The term has a number of often-inconsistent definitions. For example,
- “a branch of computer science dealing with the simulation of intelligent behavior in computers” – Merriam-Webster
- “intelligence exhibited by machines” — Wikipedia
According to
Live Science,
One of the standard textbooks in the field, by University of California computer scientists Stuart Russell and Google’s director of research, Peter Norvig, puts artificial intelligence into four broad categories:
- machines that think like humans,
- machines that act like humans,
- machines that think rationally,
- machines that act rationally.
A machine is sometimes said to be “intelligent” when it can pass the
Turing test, developed by computer scientist Alan Turing in 1950.
Applying the Turing test, an evaluator reviewing a text-only conversation between a computer and a human wouldn’t be able to tell which was which.
Clearly, inventions incorporating artificial intelligence are patentable.
According to CNET, the US Patent and Trademark Office granted IBM the most US patents for artificial intelligence in 2016 — 2,700 out of 8,088 IBM patents.
Samsung, Canon, and Qualcomm were next on the list for new AI-related patents granted.
AI applications (including robots) can already do the following things better than humans (at least according to the
Huffington Post):
- search the Internet faster
- work in deadly environments
- translate in many languages
- get a PhD quickly
- deliver a correct medical diagnoses
AIs can write (really terrible)
movie scripts.
Artificial intelligence applications can even act like lawyers — doing
contract review, for example.
But can AIs create patentable inventions?
US patent law defines an inventor as an individual or individuals who invented or discovered the subject matter of the invention. Congress stated that patent law is intended to cover “anything under the sun that is made by man.”

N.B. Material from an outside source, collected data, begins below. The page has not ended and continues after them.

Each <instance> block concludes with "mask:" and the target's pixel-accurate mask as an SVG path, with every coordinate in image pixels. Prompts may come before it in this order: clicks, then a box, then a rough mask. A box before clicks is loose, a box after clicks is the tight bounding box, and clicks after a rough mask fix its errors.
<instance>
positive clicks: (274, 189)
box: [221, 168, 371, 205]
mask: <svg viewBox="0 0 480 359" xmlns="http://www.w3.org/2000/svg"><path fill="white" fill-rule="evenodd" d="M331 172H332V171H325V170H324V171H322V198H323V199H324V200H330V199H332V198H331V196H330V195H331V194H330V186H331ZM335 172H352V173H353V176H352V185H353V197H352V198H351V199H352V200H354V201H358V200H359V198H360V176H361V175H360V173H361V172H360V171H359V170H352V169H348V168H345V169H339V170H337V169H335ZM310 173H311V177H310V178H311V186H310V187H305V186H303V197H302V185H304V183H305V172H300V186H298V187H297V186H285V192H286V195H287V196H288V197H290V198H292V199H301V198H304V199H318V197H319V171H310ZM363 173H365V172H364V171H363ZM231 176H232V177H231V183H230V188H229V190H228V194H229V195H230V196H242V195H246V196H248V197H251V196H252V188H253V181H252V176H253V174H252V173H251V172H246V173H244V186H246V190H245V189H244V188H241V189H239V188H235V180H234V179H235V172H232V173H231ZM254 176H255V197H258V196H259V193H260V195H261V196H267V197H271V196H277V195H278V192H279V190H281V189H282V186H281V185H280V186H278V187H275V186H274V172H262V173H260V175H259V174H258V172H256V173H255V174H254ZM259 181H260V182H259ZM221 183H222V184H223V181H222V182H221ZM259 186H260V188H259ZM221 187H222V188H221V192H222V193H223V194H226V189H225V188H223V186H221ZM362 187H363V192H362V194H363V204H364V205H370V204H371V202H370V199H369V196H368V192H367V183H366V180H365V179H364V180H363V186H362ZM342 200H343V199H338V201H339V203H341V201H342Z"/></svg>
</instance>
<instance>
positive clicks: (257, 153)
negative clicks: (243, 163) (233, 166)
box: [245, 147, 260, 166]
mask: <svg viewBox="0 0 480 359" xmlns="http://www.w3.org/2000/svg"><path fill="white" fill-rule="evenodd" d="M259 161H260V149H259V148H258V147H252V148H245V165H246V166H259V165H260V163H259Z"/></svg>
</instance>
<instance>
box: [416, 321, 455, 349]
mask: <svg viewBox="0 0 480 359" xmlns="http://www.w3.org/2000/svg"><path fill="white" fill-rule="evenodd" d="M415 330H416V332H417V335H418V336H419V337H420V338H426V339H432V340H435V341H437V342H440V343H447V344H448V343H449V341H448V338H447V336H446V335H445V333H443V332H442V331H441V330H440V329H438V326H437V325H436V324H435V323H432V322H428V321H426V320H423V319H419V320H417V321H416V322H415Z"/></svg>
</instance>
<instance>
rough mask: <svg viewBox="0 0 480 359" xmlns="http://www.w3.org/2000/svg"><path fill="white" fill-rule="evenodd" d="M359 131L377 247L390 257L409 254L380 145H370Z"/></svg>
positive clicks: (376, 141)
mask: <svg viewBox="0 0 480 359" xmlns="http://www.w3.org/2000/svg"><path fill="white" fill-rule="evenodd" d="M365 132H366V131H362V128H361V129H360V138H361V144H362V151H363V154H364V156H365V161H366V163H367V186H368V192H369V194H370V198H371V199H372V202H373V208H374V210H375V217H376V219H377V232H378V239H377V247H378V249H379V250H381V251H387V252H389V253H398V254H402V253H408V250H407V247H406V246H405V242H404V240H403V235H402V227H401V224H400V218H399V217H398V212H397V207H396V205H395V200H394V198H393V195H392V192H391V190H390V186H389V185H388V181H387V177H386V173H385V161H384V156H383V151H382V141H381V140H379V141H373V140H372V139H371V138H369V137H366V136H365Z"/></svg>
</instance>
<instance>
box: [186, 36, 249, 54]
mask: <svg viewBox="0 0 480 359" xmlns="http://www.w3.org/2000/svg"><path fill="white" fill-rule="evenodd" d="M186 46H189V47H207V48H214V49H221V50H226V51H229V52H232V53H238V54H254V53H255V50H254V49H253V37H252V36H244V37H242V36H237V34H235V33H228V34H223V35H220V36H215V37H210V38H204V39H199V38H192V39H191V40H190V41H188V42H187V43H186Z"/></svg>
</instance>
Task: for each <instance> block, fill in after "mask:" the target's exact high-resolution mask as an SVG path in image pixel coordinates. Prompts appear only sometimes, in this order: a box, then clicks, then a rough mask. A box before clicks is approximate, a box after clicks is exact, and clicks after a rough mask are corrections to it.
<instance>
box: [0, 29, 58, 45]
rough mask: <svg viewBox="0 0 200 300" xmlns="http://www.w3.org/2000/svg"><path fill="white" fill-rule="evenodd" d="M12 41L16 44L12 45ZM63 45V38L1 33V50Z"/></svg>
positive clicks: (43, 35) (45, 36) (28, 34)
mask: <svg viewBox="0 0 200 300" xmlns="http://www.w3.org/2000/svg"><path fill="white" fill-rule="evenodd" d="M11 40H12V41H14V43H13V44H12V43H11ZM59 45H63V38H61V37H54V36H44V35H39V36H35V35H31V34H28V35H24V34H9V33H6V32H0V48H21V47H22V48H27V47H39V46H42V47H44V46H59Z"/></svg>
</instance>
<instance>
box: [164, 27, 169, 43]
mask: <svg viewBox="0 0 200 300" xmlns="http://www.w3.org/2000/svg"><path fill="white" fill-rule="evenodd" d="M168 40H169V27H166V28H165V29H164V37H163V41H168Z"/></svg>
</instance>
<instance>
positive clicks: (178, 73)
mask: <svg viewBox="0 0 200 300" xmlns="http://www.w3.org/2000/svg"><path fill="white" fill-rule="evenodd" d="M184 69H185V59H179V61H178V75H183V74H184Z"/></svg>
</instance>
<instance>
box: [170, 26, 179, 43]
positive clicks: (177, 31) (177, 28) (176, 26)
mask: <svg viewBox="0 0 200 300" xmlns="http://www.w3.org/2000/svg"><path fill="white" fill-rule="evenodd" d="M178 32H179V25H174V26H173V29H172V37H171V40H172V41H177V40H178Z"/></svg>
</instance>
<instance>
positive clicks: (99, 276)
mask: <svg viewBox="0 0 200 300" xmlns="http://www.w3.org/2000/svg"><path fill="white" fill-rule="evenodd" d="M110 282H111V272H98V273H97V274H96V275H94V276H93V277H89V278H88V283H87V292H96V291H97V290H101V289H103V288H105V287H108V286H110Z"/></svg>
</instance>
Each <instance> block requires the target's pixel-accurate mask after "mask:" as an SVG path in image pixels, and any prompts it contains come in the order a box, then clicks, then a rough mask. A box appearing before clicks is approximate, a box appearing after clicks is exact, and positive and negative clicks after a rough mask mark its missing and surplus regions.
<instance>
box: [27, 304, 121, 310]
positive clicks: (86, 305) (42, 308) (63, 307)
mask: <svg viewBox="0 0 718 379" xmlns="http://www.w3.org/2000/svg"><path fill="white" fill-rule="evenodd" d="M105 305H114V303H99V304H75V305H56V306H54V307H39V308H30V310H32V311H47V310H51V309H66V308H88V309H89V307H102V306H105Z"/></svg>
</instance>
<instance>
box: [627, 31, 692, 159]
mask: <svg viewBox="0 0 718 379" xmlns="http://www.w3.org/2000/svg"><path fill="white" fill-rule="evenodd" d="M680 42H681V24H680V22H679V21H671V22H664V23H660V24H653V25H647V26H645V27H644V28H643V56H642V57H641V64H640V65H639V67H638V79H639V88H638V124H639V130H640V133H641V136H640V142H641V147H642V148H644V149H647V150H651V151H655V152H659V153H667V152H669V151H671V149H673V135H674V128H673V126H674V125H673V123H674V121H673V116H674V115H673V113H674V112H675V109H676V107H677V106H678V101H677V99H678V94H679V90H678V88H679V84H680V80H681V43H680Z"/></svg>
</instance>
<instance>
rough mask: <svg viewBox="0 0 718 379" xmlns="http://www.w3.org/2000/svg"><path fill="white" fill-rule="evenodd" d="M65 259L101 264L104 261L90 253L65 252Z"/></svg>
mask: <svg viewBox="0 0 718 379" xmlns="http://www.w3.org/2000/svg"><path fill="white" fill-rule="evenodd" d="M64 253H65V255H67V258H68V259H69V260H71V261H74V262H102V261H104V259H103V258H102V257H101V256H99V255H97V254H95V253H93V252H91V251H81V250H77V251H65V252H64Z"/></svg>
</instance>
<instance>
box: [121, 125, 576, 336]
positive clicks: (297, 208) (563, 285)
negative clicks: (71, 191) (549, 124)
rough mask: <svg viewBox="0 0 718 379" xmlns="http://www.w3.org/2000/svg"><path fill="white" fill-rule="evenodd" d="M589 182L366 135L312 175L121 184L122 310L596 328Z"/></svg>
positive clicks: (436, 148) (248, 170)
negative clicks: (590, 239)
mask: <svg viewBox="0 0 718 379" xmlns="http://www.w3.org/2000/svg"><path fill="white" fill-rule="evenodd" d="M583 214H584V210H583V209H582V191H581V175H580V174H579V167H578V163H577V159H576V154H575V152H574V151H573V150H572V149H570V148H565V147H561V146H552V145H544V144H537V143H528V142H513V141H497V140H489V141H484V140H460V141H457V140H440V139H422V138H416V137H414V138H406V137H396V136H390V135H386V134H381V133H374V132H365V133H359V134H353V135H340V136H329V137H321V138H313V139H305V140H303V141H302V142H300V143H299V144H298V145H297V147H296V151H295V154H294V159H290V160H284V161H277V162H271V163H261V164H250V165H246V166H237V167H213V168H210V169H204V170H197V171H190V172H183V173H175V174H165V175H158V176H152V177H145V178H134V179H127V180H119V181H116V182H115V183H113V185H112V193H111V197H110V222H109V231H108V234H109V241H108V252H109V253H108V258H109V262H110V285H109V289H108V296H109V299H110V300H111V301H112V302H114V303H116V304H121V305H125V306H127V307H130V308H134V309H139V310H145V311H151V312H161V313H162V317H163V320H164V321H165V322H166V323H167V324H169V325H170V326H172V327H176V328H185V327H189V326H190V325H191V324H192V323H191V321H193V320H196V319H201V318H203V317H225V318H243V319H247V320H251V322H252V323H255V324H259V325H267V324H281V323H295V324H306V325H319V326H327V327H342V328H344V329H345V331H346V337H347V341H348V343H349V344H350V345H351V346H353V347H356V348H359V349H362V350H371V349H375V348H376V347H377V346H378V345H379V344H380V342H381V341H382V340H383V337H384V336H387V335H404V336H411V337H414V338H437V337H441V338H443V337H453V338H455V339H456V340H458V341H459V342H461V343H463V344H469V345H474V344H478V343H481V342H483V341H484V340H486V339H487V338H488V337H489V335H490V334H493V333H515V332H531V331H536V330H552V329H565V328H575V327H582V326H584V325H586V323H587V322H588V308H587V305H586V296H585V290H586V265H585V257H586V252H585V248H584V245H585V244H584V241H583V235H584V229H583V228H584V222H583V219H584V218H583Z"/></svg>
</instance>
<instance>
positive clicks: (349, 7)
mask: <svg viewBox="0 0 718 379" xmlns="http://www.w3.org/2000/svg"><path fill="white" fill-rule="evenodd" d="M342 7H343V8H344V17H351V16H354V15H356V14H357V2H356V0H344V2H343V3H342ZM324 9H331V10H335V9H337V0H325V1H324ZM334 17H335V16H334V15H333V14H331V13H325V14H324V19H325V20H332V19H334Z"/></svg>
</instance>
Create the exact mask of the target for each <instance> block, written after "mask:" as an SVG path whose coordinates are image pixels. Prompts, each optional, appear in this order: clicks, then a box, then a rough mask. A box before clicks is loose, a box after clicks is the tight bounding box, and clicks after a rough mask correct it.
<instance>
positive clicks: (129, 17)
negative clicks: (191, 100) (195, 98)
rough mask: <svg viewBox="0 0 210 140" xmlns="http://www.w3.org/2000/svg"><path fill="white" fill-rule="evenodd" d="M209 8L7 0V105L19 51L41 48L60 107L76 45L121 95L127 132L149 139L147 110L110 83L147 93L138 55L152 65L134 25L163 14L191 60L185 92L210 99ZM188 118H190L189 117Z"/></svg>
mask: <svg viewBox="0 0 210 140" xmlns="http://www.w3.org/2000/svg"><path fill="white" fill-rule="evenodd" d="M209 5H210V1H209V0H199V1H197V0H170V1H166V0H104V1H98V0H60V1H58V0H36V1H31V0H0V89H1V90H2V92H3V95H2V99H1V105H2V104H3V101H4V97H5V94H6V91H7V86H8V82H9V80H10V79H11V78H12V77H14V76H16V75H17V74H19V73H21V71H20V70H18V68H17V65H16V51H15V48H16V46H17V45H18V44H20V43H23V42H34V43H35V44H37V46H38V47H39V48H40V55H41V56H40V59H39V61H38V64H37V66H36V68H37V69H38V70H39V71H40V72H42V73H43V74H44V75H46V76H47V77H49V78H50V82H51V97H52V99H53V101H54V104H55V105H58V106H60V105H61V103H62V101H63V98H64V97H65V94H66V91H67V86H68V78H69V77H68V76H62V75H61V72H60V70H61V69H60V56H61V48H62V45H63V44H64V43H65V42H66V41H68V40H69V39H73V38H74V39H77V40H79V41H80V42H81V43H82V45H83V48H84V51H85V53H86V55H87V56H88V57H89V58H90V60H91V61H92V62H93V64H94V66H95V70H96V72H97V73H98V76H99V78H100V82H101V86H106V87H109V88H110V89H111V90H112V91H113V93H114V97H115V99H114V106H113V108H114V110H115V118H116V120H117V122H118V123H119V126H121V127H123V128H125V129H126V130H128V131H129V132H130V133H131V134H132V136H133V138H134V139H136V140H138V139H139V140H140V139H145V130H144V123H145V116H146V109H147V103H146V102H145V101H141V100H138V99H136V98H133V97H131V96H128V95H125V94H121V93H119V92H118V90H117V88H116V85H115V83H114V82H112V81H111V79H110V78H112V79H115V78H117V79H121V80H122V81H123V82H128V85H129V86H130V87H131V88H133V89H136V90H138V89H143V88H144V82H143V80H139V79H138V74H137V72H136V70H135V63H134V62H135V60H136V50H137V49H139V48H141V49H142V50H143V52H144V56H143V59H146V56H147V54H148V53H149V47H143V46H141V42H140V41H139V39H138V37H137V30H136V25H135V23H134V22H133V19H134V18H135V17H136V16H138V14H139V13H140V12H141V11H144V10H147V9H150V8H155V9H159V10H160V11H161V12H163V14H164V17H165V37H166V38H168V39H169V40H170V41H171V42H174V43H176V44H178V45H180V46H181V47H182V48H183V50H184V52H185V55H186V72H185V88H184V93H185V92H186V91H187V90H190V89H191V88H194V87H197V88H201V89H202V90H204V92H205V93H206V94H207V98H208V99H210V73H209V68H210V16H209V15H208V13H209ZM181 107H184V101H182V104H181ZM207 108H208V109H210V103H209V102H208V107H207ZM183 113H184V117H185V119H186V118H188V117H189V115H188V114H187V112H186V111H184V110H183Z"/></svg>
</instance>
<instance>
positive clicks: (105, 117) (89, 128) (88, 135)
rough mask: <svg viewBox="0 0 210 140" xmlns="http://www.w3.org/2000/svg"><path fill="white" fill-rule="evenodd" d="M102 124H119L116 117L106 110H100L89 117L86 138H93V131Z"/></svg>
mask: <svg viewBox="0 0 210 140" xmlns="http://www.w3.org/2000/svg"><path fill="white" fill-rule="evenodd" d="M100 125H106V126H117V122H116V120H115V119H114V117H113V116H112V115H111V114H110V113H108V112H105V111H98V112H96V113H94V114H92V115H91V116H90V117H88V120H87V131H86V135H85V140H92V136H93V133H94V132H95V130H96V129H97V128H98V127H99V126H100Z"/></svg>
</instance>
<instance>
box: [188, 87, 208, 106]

If we consider an “individual” or “man” to encompass only human beings (of whatever gender), then a robot (or other AI application) could not be an inventor and thus could not be issued a patent.
As we discussed in this
blog, a selfie taken by a monkey doesn’t qualify for copyright protection.
The Compendium of Copyright Office Practices says “The term “authorship” implies that, for a work to be copyrightable, it must owe its origin to a human being.”
But could the
inventor of the AI claim ownership of the patent rights in the AI’s inventions?
What if the AI was self-aware — as in
Westworld?
Doubtless, these issues will be explored in law review articles, court cases, movies, and TV shows for years to come.